1) What should I know about this art?
The history of this art can be traced back to the Sung Dynasty in China (960-1279 AD). During this time, landscape paintings were popular and often featured mountains. These paintings were typically divided into 3 panels, with each panel depicting a different stage in the journey up the mountain. This allowed for a more detailed and nuanced portrayal of the scene.
In later years, this art spread to other parts of East Asia including Japan and Korea. It continued to evolve over time, eventually becoming known as “Sankei” or three views painting. type of painting usually features a natural landscape with mountains or hills in the foreground and a larger landscape in the background.
The technique is often used to depict scenes from nature, such as waterfalls, forests, and rice paddies. In recent years, this art has experienced a resurgence in popularity, with many artists revisiting this traditional style of painting.

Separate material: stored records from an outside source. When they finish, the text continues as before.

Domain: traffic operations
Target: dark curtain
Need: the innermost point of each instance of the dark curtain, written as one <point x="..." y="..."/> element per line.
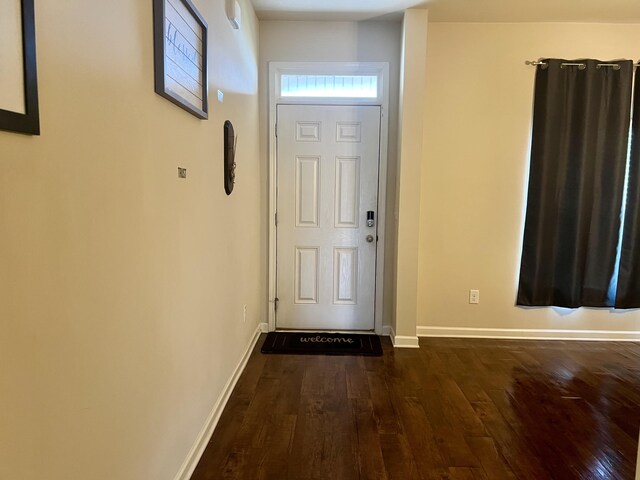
<point x="578" y="155"/>
<point x="628" y="293"/>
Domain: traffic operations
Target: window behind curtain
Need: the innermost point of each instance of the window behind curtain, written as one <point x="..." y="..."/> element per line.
<point x="578" y="156"/>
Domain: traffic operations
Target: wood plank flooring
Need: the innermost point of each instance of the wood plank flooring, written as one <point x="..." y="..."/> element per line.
<point x="453" y="409"/>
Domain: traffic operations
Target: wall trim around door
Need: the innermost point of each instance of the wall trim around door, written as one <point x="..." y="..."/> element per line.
<point x="276" y="69"/>
<point x="202" y="440"/>
<point x="530" y="334"/>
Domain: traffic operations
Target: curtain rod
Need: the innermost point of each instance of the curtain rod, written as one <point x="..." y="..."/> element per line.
<point x="581" y="66"/>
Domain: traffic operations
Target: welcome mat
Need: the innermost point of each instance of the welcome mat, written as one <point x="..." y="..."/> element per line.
<point x="320" y="343"/>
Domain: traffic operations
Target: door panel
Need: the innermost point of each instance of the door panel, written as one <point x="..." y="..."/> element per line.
<point x="327" y="164"/>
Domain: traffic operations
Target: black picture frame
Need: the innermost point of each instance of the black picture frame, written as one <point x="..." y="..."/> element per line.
<point x="173" y="41"/>
<point x="28" y="122"/>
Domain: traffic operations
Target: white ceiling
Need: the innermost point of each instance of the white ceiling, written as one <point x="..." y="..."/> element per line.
<point x="597" y="11"/>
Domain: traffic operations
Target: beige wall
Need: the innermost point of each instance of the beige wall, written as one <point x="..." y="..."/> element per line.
<point x="367" y="41"/>
<point x="410" y="153"/>
<point x="121" y="286"/>
<point x="475" y="165"/>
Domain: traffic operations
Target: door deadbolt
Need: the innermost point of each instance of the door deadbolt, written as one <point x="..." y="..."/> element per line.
<point x="370" y="217"/>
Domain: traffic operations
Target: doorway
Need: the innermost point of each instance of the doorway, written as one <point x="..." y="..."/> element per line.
<point x="327" y="195"/>
<point x="327" y="204"/>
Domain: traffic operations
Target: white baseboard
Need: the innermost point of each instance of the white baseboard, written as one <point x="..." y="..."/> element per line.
<point x="400" y="341"/>
<point x="529" y="334"/>
<point x="190" y="463"/>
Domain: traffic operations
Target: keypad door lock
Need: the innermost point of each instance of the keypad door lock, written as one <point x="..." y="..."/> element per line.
<point x="370" y="217"/>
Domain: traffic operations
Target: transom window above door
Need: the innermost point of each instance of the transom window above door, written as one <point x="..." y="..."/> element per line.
<point x="336" y="83"/>
<point x="349" y="86"/>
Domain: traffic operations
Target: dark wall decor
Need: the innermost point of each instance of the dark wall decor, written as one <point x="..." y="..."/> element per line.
<point x="180" y="54"/>
<point x="230" y="141"/>
<point x="19" y="100"/>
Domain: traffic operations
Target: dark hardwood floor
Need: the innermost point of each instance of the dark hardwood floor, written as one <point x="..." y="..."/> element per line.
<point x="453" y="409"/>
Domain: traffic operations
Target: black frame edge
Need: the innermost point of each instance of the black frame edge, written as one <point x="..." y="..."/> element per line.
<point x="29" y="122"/>
<point x="158" y="48"/>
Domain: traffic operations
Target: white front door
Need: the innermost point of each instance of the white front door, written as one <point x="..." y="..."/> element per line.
<point x="327" y="183"/>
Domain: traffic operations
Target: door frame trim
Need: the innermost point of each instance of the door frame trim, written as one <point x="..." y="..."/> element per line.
<point x="276" y="69"/>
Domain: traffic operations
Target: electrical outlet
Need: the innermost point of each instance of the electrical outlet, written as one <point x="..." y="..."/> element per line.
<point x="474" y="296"/>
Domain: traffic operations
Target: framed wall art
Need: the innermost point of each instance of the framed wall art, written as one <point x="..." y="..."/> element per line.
<point x="18" y="76"/>
<point x="180" y="54"/>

One reason for its resurgence may be that it offers a different perspective on landscapes than traditional Western paintings. It can also be seen as a more meditative way to view nature, providing an opportunity to slow down and appreciate the beauty of our surroundings.
2) How does this art work?
In 3-panel art, 3 panels are used to create a single composite picture. In traditional Chinese painting, the sky is often depicted as blue rather than grey or white – this makes it easier for artists to combine 3 images into one. The middle landscape can be any size and shape that pleases the artist; however, most painters prefer landscapes with mountains in them due to their natural symmetry.
The foreground image usually offers some interesting detail from nature such as wildflowers or rocks with unique shapes. It may also refer back directly to the central portion of the canvas by depicting a path leading up to an imposing peak behind two smaller peaks ahead of it on either side of the work’s centerline (this creates 3 distinct spaces).
We hope this information has been useful to you.